Method 4: Use Your Router's Admin Interface
Your router keeps a record of every device connected to your network, including printers. This method works well when you can't access the printer's control panel or print a configuration page.
- Open a browser and type your router's gateway address — commonly
192.168.1.1or192.168.0.1— into the address bar - Log in with your router's admin credentials (often printed on a label on the router itself)
- Navigate to a section called Connected Devices, DHCP Client List, or LAN Clients
- Look for your printer by name or MAC address
The router will display the IP address currently assigned to that device. This is also where you can reserve a specific IP address for your printer, preventing it from changing in the future — a useful step if you manage a shared office printer.
Method 5: Use the Printer's Built-In Web Interface
Many modern network printers run a small embedded web server that you can access from any browser on the same network. If you already know the IP address (or can find it through another method first), typing it directly into your browser's address bar opens the printer's control panel — where you can view and configure network settings in detail.
This is also sometimes called the EWS (Embedded Web Server) and is especially common on HP and Xerox printers.

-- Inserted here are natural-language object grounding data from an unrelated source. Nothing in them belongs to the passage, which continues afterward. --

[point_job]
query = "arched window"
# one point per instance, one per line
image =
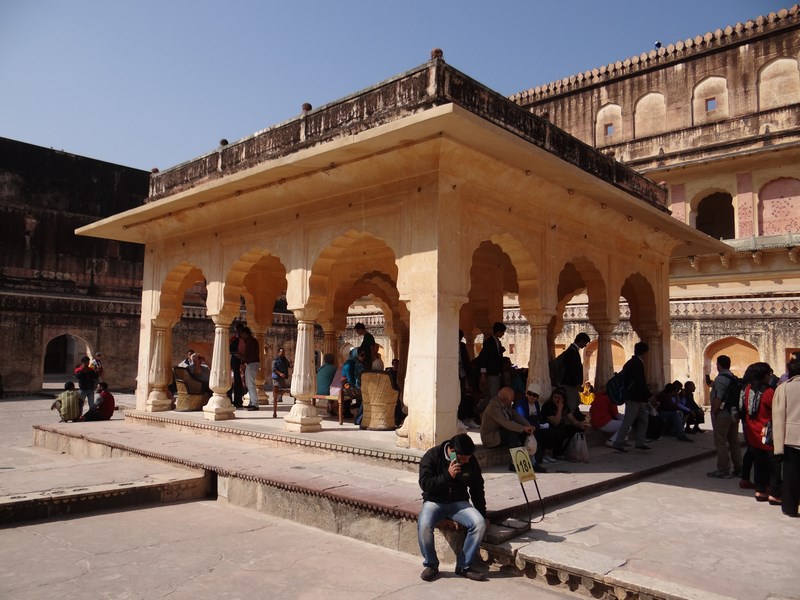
(778, 84)
(608, 126)
(715, 216)
(650, 115)
(710, 100)
(779, 207)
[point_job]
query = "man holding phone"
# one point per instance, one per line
(450, 476)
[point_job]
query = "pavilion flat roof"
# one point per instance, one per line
(431, 100)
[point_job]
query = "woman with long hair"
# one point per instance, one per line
(757, 406)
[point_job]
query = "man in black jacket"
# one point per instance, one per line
(636, 394)
(572, 371)
(450, 476)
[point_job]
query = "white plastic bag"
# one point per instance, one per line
(577, 450)
(531, 445)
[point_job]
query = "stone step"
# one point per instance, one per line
(96, 485)
(331, 489)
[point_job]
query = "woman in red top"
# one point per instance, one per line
(757, 408)
(604, 416)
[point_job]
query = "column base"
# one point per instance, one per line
(303, 418)
(158, 401)
(219, 408)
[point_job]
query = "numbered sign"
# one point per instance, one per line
(522, 464)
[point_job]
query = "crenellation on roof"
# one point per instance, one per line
(681, 50)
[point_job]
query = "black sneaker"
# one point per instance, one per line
(429, 574)
(470, 574)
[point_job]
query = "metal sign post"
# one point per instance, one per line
(524, 468)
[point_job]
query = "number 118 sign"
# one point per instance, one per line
(522, 464)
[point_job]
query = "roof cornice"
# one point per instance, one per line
(715, 41)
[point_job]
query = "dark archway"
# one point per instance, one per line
(715, 216)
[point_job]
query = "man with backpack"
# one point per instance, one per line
(725, 420)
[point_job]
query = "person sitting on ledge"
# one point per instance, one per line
(104, 405)
(504, 427)
(604, 416)
(200, 371)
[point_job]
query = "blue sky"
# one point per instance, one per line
(154, 83)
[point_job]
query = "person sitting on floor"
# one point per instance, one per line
(563, 423)
(604, 416)
(503, 427)
(671, 416)
(694, 414)
(351, 383)
(71, 403)
(530, 410)
(104, 405)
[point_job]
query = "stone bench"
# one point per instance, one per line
(492, 457)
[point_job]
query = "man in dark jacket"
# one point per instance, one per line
(572, 371)
(450, 476)
(490, 361)
(636, 394)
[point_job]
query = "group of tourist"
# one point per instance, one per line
(71, 402)
(450, 476)
(768, 408)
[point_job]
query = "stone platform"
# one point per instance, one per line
(638, 525)
(359, 484)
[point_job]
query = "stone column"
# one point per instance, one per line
(219, 407)
(402, 356)
(303, 417)
(605, 357)
(260, 335)
(653, 361)
(430, 388)
(329, 345)
(157, 378)
(539, 364)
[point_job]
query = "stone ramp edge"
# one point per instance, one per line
(290, 486)
(19, 508)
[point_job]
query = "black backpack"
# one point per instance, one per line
(615, 388)
(733, 393)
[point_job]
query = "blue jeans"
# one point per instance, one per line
(638, 412)
(250, 382)
(461, 512)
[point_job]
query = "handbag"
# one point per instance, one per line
(766, 434)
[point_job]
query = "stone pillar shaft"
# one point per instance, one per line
(157, 399)
(219, 407)
(303, 417)
(605, 357)
(538, 365)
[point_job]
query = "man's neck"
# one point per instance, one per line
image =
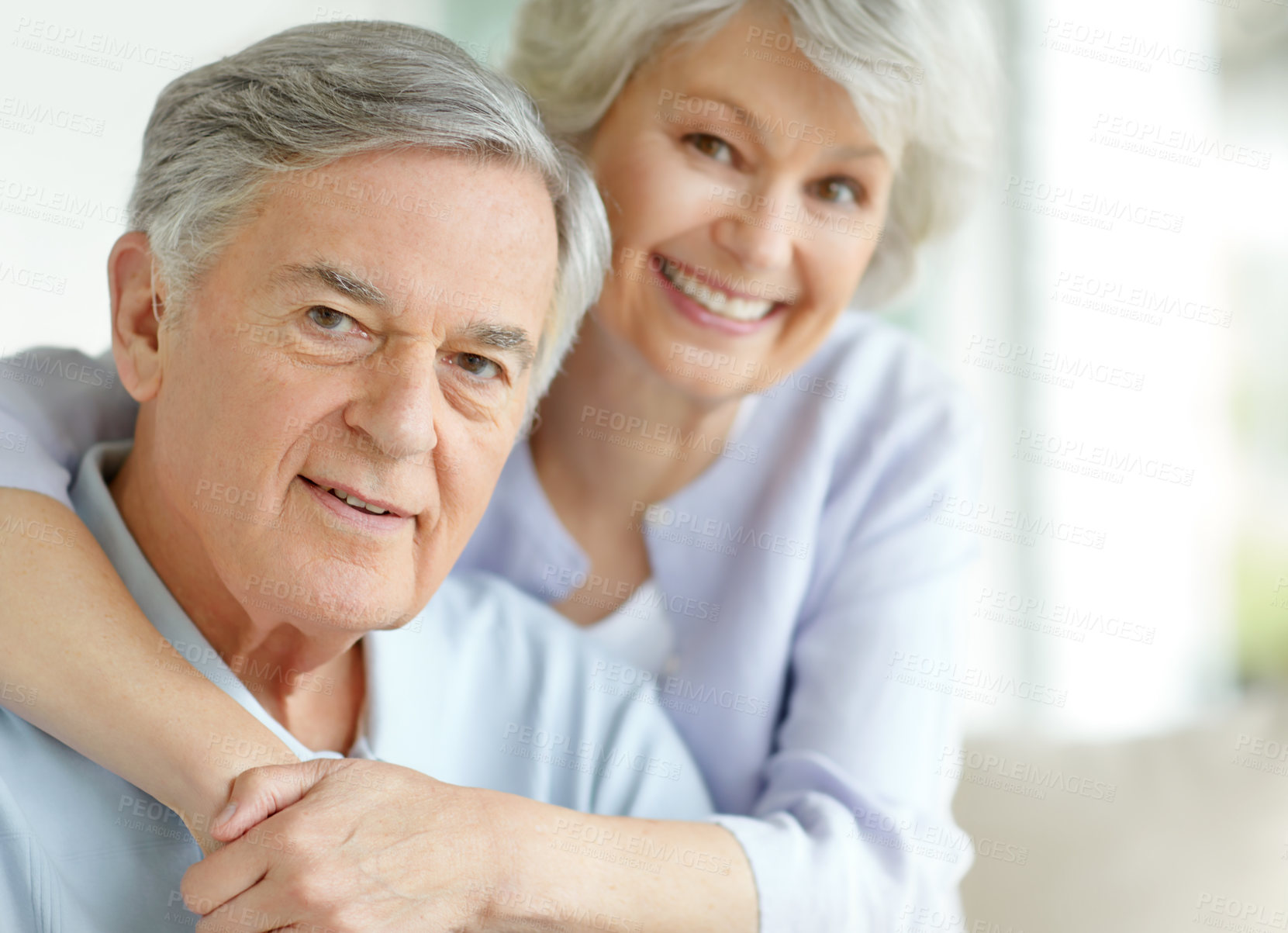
(312, 685)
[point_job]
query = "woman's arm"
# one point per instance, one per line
(95, 674)
(81, 662)
(378, 847)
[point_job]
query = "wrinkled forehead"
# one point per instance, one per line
(405, 233)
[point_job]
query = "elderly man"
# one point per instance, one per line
(357, 261)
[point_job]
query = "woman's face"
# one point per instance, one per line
(746, 199)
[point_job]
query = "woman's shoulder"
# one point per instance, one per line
(872, 378)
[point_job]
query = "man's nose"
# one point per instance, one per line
(397, 403)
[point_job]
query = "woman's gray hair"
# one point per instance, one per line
(317, 93)
(921, 74)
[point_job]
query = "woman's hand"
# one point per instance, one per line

The Variables That Affect Which Method Works for You 🔍
| Variable | Impact |
|---|---|
| Printer model and manufacturer | Determines menu structure and available network settings |
| Connection type (USB vs. Wi-Fi vs. Ethernet) | USB-connected printers may not have a network IP at all |
| Operating system and version | Menu paths differ between Windows 10, 11, and macOS versions |
| Router brand and firmware | Admin interface layout varies significantly |
| Network configuration (DHCP vs. static) | Affects whether the address is stable or changes periodically |
A printer shared across multiple users on a business network behaves differently from a home printer connecting to a single laptop. A Wi-Fi printer that was set up years ago under a different router may have connection details stored in outdated driver settings. A printer with no display screen limits your options for on-device navigation.
Each of these factors shapes which method is practical — and whether the IP address you find is the one currently active on your network.